I recall his work was on insect societies. I don't remember much of an impact
of this work on mammalian sociality.

>Then too, sexual receptivity
>of the female is sharply limited in other species, perhaps reducing
>the value of competitive behavior, and enhancing its alternative.

If you are referring to the difference between human sexual receptivity versus
non-human primates there is a sharp difference that I would associate with the
co-development of other aspects of human culture and sociality. However, this
does not, a priori, discount the social propensities of precursor groups or
surviving non-human primates, or suggest this property is a cause for
sociality in human culture.

> I
>think a case can be made that, unlike the insects, the genetic
>constitution of mammals, and especially humans, makes a highly
>differentiated sociality beyond a nuclear family impossible, until the
>very special devices we have been discussing succeeded in defeating
>the mandates of this genetic constitution.

It is not the case that all, or even the majority, of social mammals are
characterized by nuclear family structures.

>>By this do you propose that "denial of selection on the individual level"
>>produce novel (random, mutant) cultural characters just like "denial of
>>prehistoric culture?" This still begs the question: what denies individual
>>selection in culture (ie., what is your social-psychological metaphor that
>>replaces natural selection as a potent force in culture change), and what is
>>different about this process in prehistoric and modern cultures?

>See above. It seems to me the one word which applies to the evidently
>enormous diversity of prehistoric culture is 'collectivist'--sexually
>restrictive and economically redistributionist.
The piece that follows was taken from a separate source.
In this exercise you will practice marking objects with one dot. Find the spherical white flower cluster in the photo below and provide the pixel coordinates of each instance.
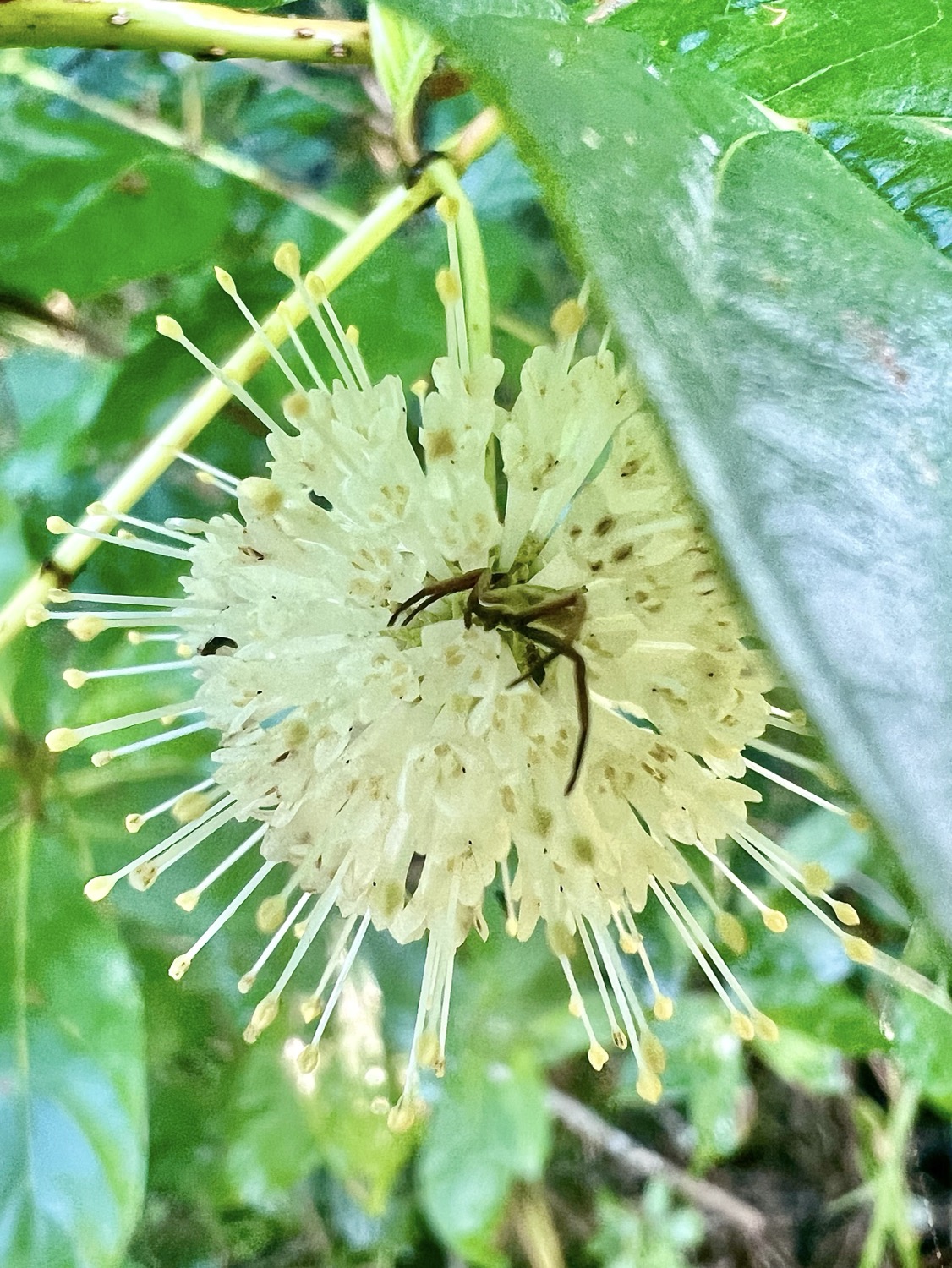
(469, 646)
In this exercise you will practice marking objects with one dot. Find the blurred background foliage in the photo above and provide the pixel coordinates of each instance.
(137, 1129)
The first, "sexually restrictive," essentially describes all cultures and thus
has no value in setting prehistoric cultures apart from any other culture.
Secondly, "economic redistribution" is only characteristic of certain complex
cultural forms usually associated with the appearance of chiefdoms. Sharing
food, resources, shelter, etc. appears to be a primary and universal function
of all primary social units, even among non-human primates. Thus, I fail to
see these two dimensions as significant in segregating classes of culture, let
alone levels or stages in the development of Culture in general.

>On the other hand,
>modern cultures talk about, as innovations, freedom, the individual,
>self-interest, the free market, privacy, rights, etc., etc. A denial
>of the pre-historic, but not a very clean one: a novelty unto itself.

I think you're implying that modern culture is somehow different from
prehistoric culture along these dimensions. Some, like free market system,
or ideological concepts of "freedom" and "privacy", etc., may indeed be
inventions of highly integrated cultural systems that can't be implemented
any where else. But some like innovation, self-interest, and rights are
clearly not novel to one cultural type or another. I don't dispute that there
are differences in cultural development and that these differences create
systems in which unique forms and processes can emerge, while also prohibiting
or restricting other possible choices. I just don't see how the dichotomy of
denial fits into what we currently know of the empirical cultural record.